Festival Quilombola: faltaram atrações musicais com referência à cultura afro-brasileira

Evento promovido pelo governo, com apoio da Associação Brasileira de Bares e Restaurantes, reúne barracas de comidinhas de inspiração afro-brasileira, apresentações de voz e violão e exposições de artesanato

02 de Dezembro de 2018, 09:13

Jorge Barboza/ Editor

O Festival Quilombola promovido pelo governo do Estado, com apoio da Associação Brasileira de Bares e Restaurantes (a Abrasel, núcleo Alagoas) e do shopping Parque, encerra-se neste domingo (2) com feira gastronômica, exposições de artesanato, cortes de cabelo afro e outras atividades que estão ocorrendo no estacionamento do shopping (avenida Comendador Gustavo Paiva, 5.945, bairro de Cruz das Almas, litoral norte de Maceió), das 17h às 22h.
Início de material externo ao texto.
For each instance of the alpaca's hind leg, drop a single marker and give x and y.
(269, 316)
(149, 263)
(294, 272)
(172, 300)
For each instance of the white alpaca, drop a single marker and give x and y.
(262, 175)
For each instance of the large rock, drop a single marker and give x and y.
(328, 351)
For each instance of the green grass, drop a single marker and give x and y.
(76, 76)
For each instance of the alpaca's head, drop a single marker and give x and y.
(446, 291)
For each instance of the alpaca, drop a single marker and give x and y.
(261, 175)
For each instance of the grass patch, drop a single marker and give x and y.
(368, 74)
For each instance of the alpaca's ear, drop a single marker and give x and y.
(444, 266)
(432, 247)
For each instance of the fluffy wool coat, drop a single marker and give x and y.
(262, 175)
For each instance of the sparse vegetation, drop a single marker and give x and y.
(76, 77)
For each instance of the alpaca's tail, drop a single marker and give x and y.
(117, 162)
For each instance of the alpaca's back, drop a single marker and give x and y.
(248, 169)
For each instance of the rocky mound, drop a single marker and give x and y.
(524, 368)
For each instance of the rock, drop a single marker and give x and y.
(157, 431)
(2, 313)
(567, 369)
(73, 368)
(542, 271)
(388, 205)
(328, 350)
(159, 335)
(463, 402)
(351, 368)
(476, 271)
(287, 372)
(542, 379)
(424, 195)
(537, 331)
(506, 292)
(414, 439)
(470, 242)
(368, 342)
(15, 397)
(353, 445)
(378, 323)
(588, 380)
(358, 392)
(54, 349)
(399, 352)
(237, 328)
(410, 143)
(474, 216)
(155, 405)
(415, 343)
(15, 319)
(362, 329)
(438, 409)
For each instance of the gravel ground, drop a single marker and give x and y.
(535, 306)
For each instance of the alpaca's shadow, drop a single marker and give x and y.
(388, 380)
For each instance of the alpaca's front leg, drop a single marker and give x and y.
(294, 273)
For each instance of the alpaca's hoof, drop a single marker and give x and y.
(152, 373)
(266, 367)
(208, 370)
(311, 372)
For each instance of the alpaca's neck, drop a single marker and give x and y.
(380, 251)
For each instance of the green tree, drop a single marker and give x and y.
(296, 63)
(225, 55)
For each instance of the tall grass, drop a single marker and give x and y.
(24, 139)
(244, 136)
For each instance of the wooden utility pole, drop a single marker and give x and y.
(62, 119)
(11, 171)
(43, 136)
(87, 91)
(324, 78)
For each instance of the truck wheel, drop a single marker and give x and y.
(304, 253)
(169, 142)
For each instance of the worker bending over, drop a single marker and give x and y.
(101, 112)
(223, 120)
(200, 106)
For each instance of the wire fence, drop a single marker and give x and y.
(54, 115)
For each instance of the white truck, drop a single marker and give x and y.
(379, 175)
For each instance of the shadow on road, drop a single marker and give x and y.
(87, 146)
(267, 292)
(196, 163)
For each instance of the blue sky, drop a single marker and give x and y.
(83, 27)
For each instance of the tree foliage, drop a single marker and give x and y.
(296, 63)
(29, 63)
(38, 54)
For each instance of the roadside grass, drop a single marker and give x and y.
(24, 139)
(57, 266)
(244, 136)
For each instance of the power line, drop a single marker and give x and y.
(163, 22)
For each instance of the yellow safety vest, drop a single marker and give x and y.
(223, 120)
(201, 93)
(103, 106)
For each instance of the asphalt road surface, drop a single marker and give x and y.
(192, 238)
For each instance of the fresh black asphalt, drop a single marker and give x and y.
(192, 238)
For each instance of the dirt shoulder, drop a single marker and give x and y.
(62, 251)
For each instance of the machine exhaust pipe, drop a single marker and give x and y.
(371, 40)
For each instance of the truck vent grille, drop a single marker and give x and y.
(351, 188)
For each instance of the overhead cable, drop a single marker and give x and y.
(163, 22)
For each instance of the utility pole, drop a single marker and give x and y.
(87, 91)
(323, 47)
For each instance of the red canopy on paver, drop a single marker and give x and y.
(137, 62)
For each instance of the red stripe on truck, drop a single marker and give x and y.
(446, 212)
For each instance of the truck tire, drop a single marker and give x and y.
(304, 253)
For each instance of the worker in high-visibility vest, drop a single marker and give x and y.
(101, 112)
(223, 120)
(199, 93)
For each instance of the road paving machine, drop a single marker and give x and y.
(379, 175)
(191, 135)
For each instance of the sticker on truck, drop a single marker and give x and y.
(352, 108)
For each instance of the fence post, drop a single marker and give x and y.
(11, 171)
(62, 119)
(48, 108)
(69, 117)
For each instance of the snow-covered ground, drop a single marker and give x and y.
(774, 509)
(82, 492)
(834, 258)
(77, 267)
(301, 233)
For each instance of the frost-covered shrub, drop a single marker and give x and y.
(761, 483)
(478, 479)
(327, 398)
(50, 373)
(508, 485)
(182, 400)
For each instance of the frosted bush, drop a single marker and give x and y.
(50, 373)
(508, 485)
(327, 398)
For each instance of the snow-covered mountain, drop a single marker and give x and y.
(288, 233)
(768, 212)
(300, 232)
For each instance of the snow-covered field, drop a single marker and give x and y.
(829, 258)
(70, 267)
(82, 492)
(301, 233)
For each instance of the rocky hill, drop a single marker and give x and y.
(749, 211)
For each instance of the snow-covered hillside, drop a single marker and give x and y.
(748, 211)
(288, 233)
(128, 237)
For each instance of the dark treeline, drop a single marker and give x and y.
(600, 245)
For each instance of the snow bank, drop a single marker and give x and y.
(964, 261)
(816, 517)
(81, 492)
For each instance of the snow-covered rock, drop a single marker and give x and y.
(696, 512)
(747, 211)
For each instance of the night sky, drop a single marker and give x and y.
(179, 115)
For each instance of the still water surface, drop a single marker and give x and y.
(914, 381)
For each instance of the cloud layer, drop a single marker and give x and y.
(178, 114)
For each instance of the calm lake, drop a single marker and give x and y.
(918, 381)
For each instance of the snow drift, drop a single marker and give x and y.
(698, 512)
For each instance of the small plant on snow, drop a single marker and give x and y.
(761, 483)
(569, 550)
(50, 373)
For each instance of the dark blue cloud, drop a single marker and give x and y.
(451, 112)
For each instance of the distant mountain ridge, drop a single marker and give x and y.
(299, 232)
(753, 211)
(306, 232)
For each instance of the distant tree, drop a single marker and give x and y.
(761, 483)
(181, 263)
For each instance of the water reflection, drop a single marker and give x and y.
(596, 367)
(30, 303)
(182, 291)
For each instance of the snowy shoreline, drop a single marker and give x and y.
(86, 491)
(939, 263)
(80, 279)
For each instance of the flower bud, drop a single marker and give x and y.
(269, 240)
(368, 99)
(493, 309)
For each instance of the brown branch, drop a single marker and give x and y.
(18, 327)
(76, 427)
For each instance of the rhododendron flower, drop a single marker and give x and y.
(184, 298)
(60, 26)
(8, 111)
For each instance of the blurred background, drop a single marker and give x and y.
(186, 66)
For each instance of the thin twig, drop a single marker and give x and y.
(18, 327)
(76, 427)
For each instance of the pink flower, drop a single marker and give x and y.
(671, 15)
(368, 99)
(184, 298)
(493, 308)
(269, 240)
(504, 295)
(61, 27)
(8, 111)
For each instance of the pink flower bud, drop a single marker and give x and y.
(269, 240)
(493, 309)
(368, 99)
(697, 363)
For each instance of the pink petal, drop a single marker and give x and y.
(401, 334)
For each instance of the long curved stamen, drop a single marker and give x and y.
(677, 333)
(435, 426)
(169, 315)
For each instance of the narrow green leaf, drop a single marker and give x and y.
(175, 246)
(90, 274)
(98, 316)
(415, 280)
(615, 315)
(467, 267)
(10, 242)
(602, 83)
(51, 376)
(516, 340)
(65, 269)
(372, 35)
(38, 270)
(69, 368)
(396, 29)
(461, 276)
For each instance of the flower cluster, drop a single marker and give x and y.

Comidinhas deliciosas inspiradas na gastronomia quilombola é o forte do evento, que conta, sempre (a julgar pelo horário nobre de 20h coberto pelo Alagoas Boreal), com uma dupla musical (violão e voz), palco da tenda armada no estacionamento. Comida, cervejinha, música. A iniciativa que se iniciou na quinta-feira (29) – é a terceira edição anual – coincide com as atividades referentes ao Dia da Consciência Negra, no 20 de novembro. O público gostou e prestigiou, porém, as atividades culturais podem (e devem) ser mais completas, enfatizando a cultura afro-brasileira.

Delícias gastronômicas, como o infalível acarajé com vatapá e caruru

A opção musical por uma dupla de voz e violão, a despeito da excelência dos músicos escalados, é mais do mesmo, em nada se distinguindo do tatibitate musical das happy hours de bares e restaurantes na capital. Em se tratando de um evento anual, promovido pelo governo, com apoio de uma associação do porte da Abrasel, devia-se investir numa programação musical de impacto, buscando as referências da cultura afro. Nosso Estado está cheio de artistas com suas criações originais de samba, maracatu, coco, jazz, rock e outros estilos, com os pés fincados seja na África ancestral ou nas paisagens urbanas e rurais contemporâneas. Esse negócio de ficar cantando os hits manjados do mainstream nacional e regional é mais do que déjá-vu: é indiferença à nossa própria e poderosa arte musical.

Faltou esse toque cultural relevante.